As part our College Q & A guide, we decided to ask your questions to the experts. Here are their answers.

Angela Conley,  College Admission Expert, VentureForth

The answer here lies in your personal situation. Many kids have no families or guardians. Others garner annual college tours and visits via organizations or school districts. The question is not should but how to make the most of any visit regardless of those accompanying you. If you can’t make “in-person” visits, use websites offering “virtual” visits. If your parents must accompany, take advantage of the option some colleges provide to complete the tour apart from your family. It is my observation, having chaperoned many college tours, students who visit with students gain a surer sense of their interest most mitigating their assessment of a given college or university. Despite who may, or may not accompany you, please do visit so as to make an informed choice about the kind and caliber of academic setting you seek.

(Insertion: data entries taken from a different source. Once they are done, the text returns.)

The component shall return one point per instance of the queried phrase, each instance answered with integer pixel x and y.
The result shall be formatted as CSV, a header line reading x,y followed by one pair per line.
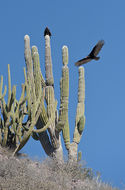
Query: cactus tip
x,y
26,37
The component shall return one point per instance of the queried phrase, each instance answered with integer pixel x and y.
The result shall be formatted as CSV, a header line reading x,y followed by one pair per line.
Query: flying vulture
x,y
47,32
93,54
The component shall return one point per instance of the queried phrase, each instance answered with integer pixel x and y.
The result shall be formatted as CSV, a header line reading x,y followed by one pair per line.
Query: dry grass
x,y
25,174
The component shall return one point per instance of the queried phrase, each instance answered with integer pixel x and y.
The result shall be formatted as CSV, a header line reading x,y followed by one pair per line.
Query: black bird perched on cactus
x,y
47,32
93,54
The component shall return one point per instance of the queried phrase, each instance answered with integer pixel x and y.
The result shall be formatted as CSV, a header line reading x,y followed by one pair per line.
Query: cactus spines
x,y
43,123
65,55
48,61
80,118
79,156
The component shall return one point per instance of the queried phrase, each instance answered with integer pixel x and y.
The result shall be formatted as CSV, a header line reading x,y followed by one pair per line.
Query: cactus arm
x,y
9,88
79,156
63,122
29,69
1,87
48,62
80,118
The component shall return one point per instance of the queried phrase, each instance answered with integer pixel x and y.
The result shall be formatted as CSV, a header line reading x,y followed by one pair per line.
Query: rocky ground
x,y
25,174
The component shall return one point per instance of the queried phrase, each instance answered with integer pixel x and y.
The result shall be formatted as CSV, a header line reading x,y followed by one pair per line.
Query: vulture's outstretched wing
x,y
92,54
96,49
83,61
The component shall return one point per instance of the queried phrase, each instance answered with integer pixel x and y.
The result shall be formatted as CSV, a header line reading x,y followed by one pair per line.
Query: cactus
x,y
37,106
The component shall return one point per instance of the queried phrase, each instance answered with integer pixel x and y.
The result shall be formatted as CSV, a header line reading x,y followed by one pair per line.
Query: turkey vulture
x,y
47,32
92,54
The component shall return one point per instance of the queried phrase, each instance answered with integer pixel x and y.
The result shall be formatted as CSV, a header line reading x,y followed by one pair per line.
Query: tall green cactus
x,y
38,103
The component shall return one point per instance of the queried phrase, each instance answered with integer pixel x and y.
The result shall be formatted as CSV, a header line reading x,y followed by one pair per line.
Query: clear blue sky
x,y
79,25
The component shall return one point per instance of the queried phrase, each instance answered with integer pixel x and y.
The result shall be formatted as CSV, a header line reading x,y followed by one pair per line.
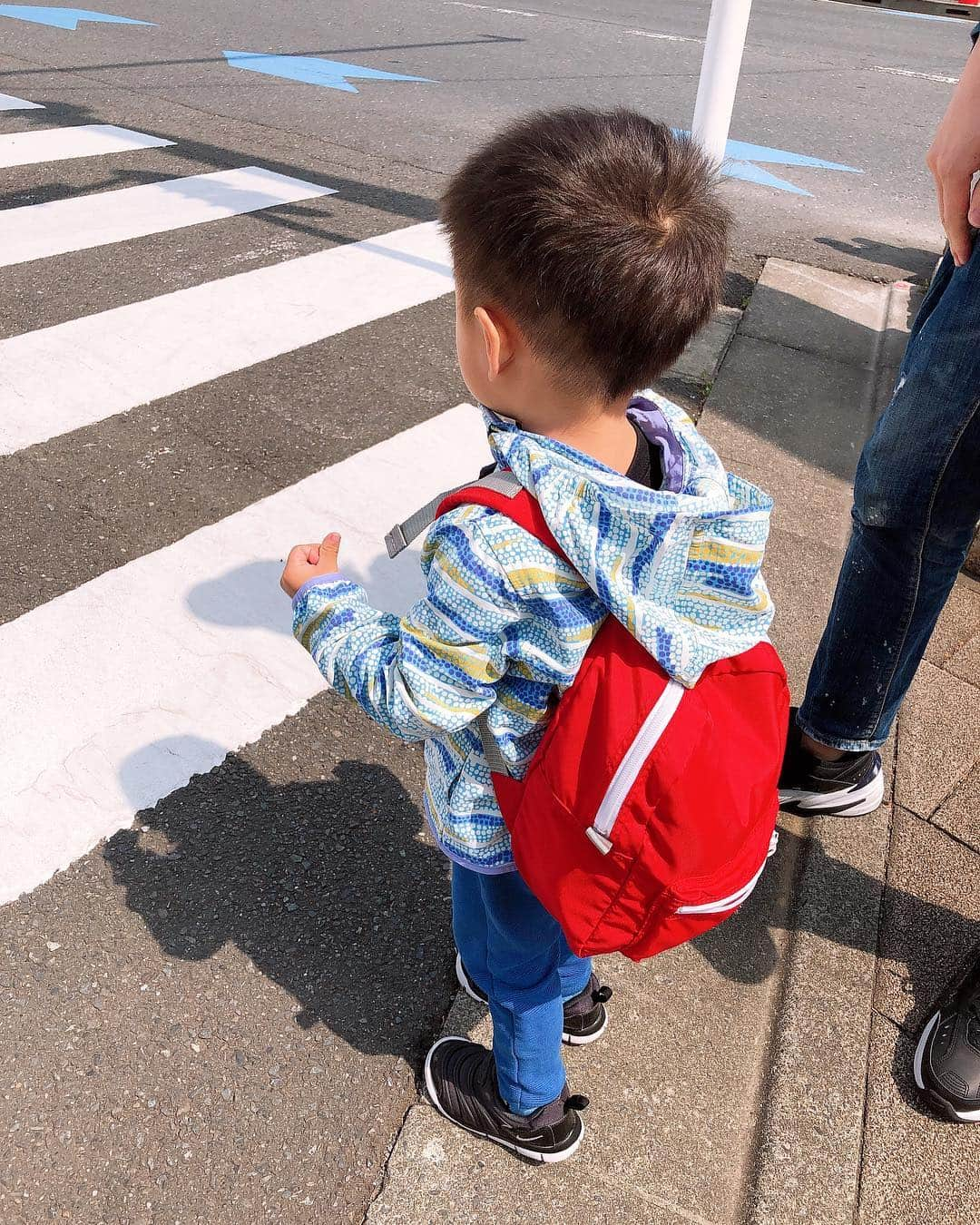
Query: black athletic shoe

Rebecca Joseph, Executive Director & Founder, getmetocollege.org

If you are visiting a campus far from home, it’s ideal to go with a parent. Your parent can go on the the tour and info session with you and then disappear for the rest of your visit. Parents are great at arranging tours and coordinating how many schools you can see during a trip. They can also rent cars and help with travel arrangementse. Sometimes, they help to remember things on a campus visit and to ask some helpful questions. If not, go with a friend. But remember, to get to your appointments on time and visit all kinds of great places on campus. Take some time to explore the neighborhood around the college and even visit the dorms. ALWAYS take notes so you can use them later on in the campus process.

Wendy Andreen, PhD College & Career Planning

A parent (or both), guardian, or close relative who participates in your life should be part of your college visit. This is not the time to keep them at arms length. I’ve seen students who are experiencing temporary ‘teenage angst issues’ and think they don’t need their parents’ help. I’ve also seen well-intentioned but overbearing parents who think they know best which college their child should attend. Parents, please don’t push your alma mater on your student. Visiting colleges should be a positive and open-minded experience – for everyone. Enjoy the tour, listen to the admissions officer’s presentation, but take time to wander around on your own. Parents – resist the urge to ask all of the questions. Take time before you get to campus to review questions as a family and students, YOU, ask the questions. Let the parent quietly take notes in the background. Take your own pictures – always helpful after visiting several campuses to have some visual reminders. I ask students to be brave and ask at least two questions of some random students (tour guide is ok but ask someone who is not the ‘ambassador’ for the college): 1. What made you decide to attend this college? 2. What do you wish you had known about this college before you got here (or, what don’t you like)? College students are generally very honest and willing to answer prospective students’ questions. Enjoy the journey! Consider the possibilities!